Women who choose freebirth often educate themselves about the birth process so that they have some level of preparation for unexpected complications. Many also choose to have conventional antenatal care so that any risk factors or complications can be identified before the birth. However, critics say that freebirth is not as safe as its proponents claim, pointing to infant mortality rates in poorer countries where there is a lack of qualified birth attendants, and also the high death rates associated with childbirth before the advent of modern medicine.
You can find out more about freebirth at this dedicated website.

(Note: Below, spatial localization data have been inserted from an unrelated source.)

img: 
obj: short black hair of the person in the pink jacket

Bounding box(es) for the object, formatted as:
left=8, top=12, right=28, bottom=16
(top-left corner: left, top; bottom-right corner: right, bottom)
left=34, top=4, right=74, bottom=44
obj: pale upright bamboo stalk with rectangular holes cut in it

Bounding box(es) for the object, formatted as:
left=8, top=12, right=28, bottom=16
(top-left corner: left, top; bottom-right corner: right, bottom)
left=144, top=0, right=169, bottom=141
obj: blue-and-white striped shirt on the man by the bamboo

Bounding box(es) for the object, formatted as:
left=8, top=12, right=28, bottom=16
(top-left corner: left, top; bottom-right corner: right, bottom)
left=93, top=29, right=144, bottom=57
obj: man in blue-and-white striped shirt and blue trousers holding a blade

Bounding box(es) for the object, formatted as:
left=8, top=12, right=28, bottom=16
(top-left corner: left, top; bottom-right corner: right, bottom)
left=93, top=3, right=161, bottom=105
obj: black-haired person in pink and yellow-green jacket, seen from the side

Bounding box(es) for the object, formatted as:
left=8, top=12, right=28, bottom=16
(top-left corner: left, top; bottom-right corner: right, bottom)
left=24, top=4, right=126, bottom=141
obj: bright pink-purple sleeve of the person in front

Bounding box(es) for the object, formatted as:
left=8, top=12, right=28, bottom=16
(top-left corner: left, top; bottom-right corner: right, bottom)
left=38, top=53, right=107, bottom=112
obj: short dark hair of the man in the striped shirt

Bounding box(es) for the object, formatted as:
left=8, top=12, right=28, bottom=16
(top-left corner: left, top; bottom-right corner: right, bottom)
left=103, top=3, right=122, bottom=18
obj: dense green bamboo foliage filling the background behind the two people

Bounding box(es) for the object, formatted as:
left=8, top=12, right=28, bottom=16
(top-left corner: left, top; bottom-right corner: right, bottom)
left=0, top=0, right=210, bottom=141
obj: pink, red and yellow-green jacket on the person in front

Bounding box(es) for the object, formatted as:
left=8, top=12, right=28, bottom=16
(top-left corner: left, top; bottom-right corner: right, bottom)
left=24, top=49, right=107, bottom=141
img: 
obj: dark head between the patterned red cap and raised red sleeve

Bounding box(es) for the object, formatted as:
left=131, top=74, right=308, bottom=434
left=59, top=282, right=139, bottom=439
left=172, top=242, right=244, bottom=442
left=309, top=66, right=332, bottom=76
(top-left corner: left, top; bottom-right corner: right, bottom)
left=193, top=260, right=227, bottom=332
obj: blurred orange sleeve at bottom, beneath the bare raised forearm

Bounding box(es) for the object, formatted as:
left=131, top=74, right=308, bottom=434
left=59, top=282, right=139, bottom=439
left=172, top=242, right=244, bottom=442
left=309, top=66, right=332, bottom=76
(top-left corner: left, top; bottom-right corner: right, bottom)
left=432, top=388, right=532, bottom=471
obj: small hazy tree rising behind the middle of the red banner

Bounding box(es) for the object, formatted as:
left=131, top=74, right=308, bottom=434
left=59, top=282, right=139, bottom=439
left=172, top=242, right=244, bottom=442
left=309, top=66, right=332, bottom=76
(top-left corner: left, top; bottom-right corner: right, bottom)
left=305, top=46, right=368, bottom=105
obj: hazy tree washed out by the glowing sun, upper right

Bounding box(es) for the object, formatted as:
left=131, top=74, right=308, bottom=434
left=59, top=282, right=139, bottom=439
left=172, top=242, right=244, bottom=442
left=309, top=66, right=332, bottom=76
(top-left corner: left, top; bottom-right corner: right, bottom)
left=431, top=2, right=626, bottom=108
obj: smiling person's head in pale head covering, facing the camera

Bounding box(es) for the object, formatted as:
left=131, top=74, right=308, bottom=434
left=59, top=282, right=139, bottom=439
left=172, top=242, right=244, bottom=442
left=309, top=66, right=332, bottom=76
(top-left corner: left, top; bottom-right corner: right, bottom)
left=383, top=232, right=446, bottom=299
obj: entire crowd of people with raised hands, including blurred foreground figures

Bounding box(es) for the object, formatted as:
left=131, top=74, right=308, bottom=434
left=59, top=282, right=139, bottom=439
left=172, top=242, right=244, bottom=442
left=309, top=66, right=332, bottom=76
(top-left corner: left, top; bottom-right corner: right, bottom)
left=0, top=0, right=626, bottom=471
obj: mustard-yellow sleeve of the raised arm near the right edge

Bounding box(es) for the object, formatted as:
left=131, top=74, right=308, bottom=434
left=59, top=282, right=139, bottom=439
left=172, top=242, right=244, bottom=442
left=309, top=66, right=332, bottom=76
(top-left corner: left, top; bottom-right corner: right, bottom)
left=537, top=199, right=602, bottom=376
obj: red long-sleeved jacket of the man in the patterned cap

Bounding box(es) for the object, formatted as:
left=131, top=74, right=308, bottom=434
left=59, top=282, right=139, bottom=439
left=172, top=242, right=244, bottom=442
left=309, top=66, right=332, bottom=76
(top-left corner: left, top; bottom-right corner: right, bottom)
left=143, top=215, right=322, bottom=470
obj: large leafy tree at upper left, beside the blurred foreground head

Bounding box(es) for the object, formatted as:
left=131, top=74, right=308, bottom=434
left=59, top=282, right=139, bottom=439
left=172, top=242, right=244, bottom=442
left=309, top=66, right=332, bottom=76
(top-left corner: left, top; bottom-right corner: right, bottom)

Freebirth is a recently-coined synonym for the more formal expression unassisted childbirth, often abbreviated to UC. The expression unassisted childbirth was coined by Laura K. Shanley, a freelance writer, childbirth advisor, and author of a book of the same name (Unassisted Childbirth, Greenwood Press, 1993). Shanley had been inspired by Grantly Dick-Read (1890–1959), a British obstetrician thought of by many as the father of the natural childbirth movement.
The new noun freebirth follows the grammatical pattern of birth, used both countably (e.g. unplanned freebirths are very dangerous) and uncountably (e.g. the growing trend for freebirth), and with a noun derivative freebirthing. It has also spawned a related noun freebirther to refer to proponents, and a verb to freebirth, used both intransitively and transitively, for example: She freebirthed all our four children.